The national postal service operator Slovenská Pošta is warning people against a new type of fraudulent e-mail concerning customs clearance fees.
Recently, many people have received such e-mails from a sender pretending to be Slovenská Pošta, asking recipients to pay the customs clearance fees for a consignment. The postal service operator says that its logo has been exploited. People should not respond to such emails.
“Slovenská Pošta has never asked for fees via e-mails or text messages, not even for customs clearance,” its spokesperson Iveta Dorčáková said. “Clients pay customs clearance fees only when the item is delivered.”
Clients pay the fees either when taking the delivery from a courier or when picking up the delivery at the branch or at BalíkoBOX, i.e. a box for picking up the delivery, she added.
If people accept this fake request, the website will send them to a payment wall where they are required to type in details from their payment card. People should not accept the request, Slovenská Pošta stressed.
Slovenská Pošta also published examples of such fraudulent emails on its website.
How does it really work?
Usually, if people receive a shipment from abroad, the post office informs them in written form. They subsequently deal with the customs services on their own or via the post office based on the authorisation.
The post office asks people to send them only certain documents confirming the value of the goods (like a confirmation of payment for the goods, a receipt from the store or transaction details) and the kind of goods (like an order, an invoice, a picture from an online shop).

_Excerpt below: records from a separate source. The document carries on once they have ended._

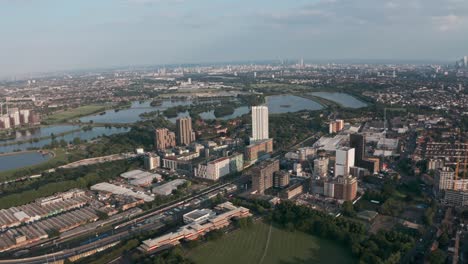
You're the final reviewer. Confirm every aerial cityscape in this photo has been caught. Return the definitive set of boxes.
[1,1,468,264]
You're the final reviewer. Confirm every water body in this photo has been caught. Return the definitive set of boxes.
[0,125,81,144]
[0,152,51,172]
[79,100,194,124]
[199,106,251,120]
[198,95,322,120]
[0,127,129,153]
[266,95,323,113]
[79,95,324,123]
[310,92,367,108]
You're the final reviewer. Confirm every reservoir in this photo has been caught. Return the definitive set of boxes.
[0,152,51,172]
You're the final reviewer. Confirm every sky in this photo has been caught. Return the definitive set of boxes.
[1,0,468,77]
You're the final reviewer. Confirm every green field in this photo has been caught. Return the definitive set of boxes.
[186,221,355,264]
[44,105,106,124]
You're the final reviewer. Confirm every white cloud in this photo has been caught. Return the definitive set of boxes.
[432,14,468,31]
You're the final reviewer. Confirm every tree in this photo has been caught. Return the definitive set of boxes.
[59,139,68,148]
[236,217,253,229]
[72,137,82,145]
[429,249,446,264]
[438,232,450,249]
[342,201,356,217]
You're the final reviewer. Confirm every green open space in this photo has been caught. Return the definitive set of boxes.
[43,105,106,124]
[185,221,354,264]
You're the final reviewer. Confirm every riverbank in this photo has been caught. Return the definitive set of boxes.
[0,150,40,157]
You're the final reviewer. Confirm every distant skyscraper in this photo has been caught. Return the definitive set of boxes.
[250,106,269,143]
[300,58,304,68]
[464,56,468,68]
[176,117,195,146]
[154,128,176,150]
[335,147,355,177]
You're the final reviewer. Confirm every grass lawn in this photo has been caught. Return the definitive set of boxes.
[0,148,69,181]
[186,221,354,264]
[44,105,106,124]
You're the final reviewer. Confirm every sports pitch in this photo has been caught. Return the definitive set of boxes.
[186,221,355,264]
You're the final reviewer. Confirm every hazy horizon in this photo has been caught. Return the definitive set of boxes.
[1,0,468,78]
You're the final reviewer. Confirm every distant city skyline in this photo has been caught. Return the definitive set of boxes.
[1,0,468,78]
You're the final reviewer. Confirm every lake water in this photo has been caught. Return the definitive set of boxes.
[266,95,323,113]
[199,106,251,120]
[0,125,81,144]
[80,95,323,123]
[310,92,367,108]
[0,152,51,172]
[79,100,194,124]
[0,127,129,153]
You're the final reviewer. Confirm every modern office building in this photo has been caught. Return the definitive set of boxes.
[176,117,195,146]
[154,128,176,150]
[335,147,355,177]
[250,106,269,143]
[251,159,280,194]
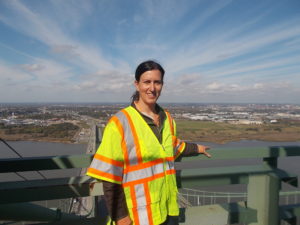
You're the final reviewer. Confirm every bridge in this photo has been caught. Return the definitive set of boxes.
[1,125,300,225]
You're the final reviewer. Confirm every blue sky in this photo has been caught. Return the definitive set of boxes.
[0,0,299,104]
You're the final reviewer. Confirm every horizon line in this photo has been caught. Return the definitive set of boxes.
[0,102,299,105]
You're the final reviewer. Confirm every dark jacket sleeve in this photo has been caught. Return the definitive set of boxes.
[181,142,199,156]
[102,180,129,221]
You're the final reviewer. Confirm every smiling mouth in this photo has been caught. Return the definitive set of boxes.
[147,93,157,98]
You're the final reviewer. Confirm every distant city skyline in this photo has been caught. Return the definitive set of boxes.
[0,0,299,104]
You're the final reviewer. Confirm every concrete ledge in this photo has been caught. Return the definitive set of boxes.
[179,201,257,224]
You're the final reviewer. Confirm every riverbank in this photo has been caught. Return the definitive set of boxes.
[0,132,77,144]
[0,135,78,144]
[2,131,299,144]
[1,119,300,144]
[176,119,300,144]
[0,122,80,144]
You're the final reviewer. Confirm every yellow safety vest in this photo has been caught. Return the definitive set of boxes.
[87,106,186,225]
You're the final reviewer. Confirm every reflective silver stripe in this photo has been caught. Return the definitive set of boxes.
[123,162,165,183]
[89,158,123,177]
[134,184,150,225]
[137,205,150,225]
[135,184,146,206]
[115,111,139,165]
[166,160,174,170]
[174,141,184,155]
[164,111,174,135]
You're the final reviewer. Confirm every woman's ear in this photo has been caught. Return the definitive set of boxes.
[134,80,139,91]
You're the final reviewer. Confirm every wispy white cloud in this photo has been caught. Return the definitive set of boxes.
[0,0,299,103]
[172,0,233,42]
[163,77,298,103]
[0,42,38,60]
[48,0,93,31]
[50,44,79,58]
[73,70,133,93]
[0,0,117,72]
[140,0,195,25]
[0,60,32,85]
[0,0,67,45]
[166,17,300,74]
[204,55,300,80]
[21,63,45,72]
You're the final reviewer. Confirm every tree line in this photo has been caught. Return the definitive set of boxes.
[1,122,79,139]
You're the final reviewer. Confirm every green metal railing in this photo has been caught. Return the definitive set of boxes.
[1,145,300,225]
[179,188,300,207]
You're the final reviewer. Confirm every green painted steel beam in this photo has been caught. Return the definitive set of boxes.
[1,146,299,173]
[180,146,300,162]
[0,176,103,204]
[0,145,299,225]
[0,202,79,221]
[247,173,280,225]
[179,201,257,224]
[28,217,109,225]
[177,164,297,188]
[0,202,110,225]
[0,154,94,173]
[272,169,298,187]
[1,165,297,204]
[280,203,300,224]
[32,218,108,225]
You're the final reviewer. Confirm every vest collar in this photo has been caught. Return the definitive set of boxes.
[130,102,166,127]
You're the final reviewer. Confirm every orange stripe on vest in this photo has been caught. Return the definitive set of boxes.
[94,153,124,167]
[121,109,143,164]
[130,186,140,225]
[110,116,130,166]
[144,182,154,225]
[87,167,122,182]
[124,158,164,173]
[123,169,176,187]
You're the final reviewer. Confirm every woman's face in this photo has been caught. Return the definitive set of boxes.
[134,69,163,106]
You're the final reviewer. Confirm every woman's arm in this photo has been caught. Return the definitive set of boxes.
[197,144,211,157]
[181,142,211,157]
[102,181,132,224]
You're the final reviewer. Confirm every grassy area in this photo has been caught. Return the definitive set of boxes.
[1,119,300,144]
[176,119,300,143]
[0,123,79,143]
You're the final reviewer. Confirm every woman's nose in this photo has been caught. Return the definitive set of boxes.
[149,82,155,91]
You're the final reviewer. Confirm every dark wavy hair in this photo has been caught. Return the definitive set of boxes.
[131,60,165,101]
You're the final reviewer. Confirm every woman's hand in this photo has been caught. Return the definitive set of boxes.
[116,216,133,225]
[197,145,211,158]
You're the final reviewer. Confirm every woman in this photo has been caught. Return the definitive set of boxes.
[87,60,211,225]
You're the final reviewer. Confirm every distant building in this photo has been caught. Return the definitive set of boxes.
[230,119,263,125]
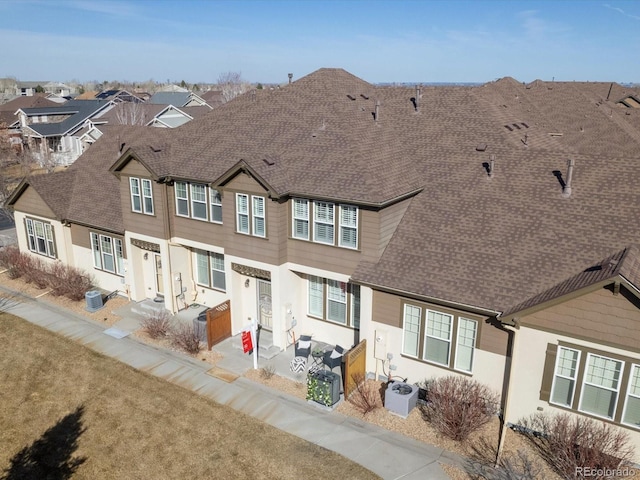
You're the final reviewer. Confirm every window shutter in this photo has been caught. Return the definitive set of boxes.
[540,343,558,402]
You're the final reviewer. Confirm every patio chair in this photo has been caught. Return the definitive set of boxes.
[322,345,344,372]
[294,334,312,359]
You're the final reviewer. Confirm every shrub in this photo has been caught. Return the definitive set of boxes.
[418,375,500,441]
[47,262,93,301]
[347,373,382,415]
[465,437,543,479]
[516,412,635,479]
[170,323,201,355]
[259,364,275,380]
[23,257,49,289]
[0,245,32,279]
[140,310,173,339]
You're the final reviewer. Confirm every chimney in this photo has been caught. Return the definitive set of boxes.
[374,100,380,122]
[415,85,421,112]
[288,73,293,84]
[562,159,575,197]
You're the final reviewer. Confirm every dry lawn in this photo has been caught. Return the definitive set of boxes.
[0,314,380,479]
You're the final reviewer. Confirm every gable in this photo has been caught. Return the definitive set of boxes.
[520,285,640,352]
[12,184,56,219]
[223,171,269,195]
[118,158,154,178]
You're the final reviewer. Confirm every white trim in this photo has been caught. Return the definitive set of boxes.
[402,303,421,359]
[549,346,581,408]
[292,198,309,240]
[236,193,249,234]
[175,181,189,217]
[129,177,141,213]
[141,178,154,215]
[424,309,453,367]
[189,183,208,221]
[578,352,623,420]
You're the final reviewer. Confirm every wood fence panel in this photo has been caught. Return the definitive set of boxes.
[206,300,231,350]
[344,339,366,397]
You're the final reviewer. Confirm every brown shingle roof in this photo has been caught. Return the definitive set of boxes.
[19,69,640,315]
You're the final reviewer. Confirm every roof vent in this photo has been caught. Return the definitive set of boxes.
[374,101,380,122]
[347,94,356,101]
[288,73,293,84]
[150,145,162,153]
[262,158,275,166]
[360,94,369,100]
[476,144,487,152]
[489,154,495,177]
[562,159,575,198]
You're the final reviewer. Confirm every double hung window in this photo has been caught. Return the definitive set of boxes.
[25,218,56,258]
[236,193,266,237]
[195,250,226,291]
[130,177,154,215]
[402,303,478,373]
[307,276,360,327]
[292,198,358,249]
[90,232,124,275]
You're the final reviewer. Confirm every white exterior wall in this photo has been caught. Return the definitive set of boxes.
[367,319,506,391]
[507,325,640,460]
[124,232,170,309]
[71,244,128,294]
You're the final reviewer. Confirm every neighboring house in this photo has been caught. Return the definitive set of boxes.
[148,91,213,109]
[16,81,47,96]
[95,89,145,103]
[0,95,59,153]
[16,99,115,165]
[8,69,640,459]
[43,82,77,97]
[76,103,210,150]
[199,90,224,108]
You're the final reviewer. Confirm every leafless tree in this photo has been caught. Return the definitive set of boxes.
[217,71,251,103]
[114,102,147,126]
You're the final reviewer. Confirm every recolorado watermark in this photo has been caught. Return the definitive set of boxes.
[575,466,637,477]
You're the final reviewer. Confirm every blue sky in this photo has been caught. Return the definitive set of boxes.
[1,0,639,84]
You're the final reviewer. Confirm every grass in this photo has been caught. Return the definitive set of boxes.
[0,313,380,479]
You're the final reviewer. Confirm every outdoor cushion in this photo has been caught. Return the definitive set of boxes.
[330,349,342,359]
[290,356,307,373]
[298,340,311,349]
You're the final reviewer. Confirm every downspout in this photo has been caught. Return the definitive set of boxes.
[161,178,178,312]
[495,319,519,468]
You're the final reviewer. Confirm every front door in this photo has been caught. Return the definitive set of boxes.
[257,279,272,330]
[155,254,164,296]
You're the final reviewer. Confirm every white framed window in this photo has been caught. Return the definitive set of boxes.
[252,196,266,237]
[313,201,334,244]
[130,177,153,215]
[292,199,358,249]
[550,346,580,407]
[190,183,207,220]
[25,218,55,258]
[455,318,477,373]
[129,177,141,213]
[308,275,324,318]
[210,188,222,223]
[425,310,452,366]
[402,304,421,357]
[292,199,309,240]
[623,364,640,428]
[175,182,189,217]
[141,179,154,215]
[307,275,359,327]
[579,353,623,419]
[194,249,226,291]
[339,205,358,249]
[90,232,124,276]
[327,280,347,324]
[236,193,249,234]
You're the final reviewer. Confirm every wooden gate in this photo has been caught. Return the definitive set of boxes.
[206,300,231,350]
[343,339,366,398]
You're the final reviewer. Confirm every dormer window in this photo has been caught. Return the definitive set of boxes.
[130,177,154,215]
[236,193,266,237]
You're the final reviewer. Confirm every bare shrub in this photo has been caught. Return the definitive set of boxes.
[23,257,49,289]
[0,245,32,278]
[259,364,275,380]
[419,375,500,442]
[347,373,382,415]
[47,262,93,301]
[517,412,635,479]
[140,311,173,339]
[170,323,201,355]
[465,437,542,479]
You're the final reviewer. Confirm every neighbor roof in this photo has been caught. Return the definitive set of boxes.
[20,99,112,137]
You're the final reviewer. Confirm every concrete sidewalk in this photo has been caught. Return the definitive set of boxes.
[0,291,467,480]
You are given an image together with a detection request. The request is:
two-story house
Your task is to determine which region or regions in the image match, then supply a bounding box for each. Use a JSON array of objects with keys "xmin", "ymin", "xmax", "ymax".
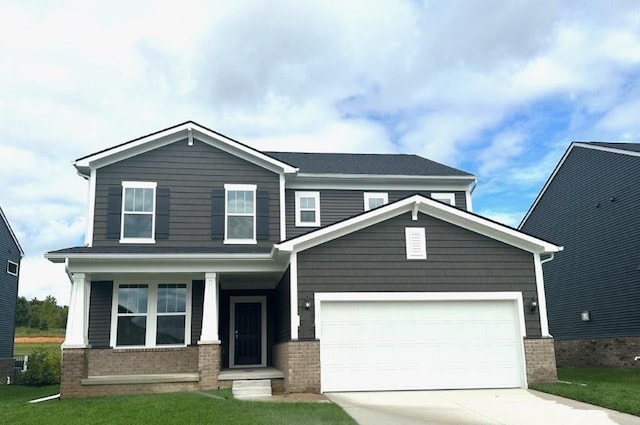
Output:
[
  {"xmin": 0, "ymin": 206, "xmax": 24, "ymax": 384},
  {"xmin": 520, "ymin": 142, "xmax": 640, "ymax": 367},
  {"xmin": 47, "ymin": 121, "xmax": 561, "ymax": 398}
]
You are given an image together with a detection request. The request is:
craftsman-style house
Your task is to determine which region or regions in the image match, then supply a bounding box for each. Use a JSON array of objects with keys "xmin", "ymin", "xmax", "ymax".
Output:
[{"xmin": 47, "ymin": 121, "xmax": 561, "ymax": 397}]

Slovenská Pošta then submits an electronic customs declaration to the relevant customs authorities. A customs officer then issues a document containing the exact payment and discharges the shipment subsequently delivered to the recipients. Only then do people pay the respective fees, which Slovenská Pošta sends to the Financial Administration.
Slovenská Pošta recommends against responding to these suspicious e-mails and providing any data from the card.
“If clients have already reacted to such an e-mail and paid a requested sum, we recommend turning to the law enforcement authorities,” Dorčáková said.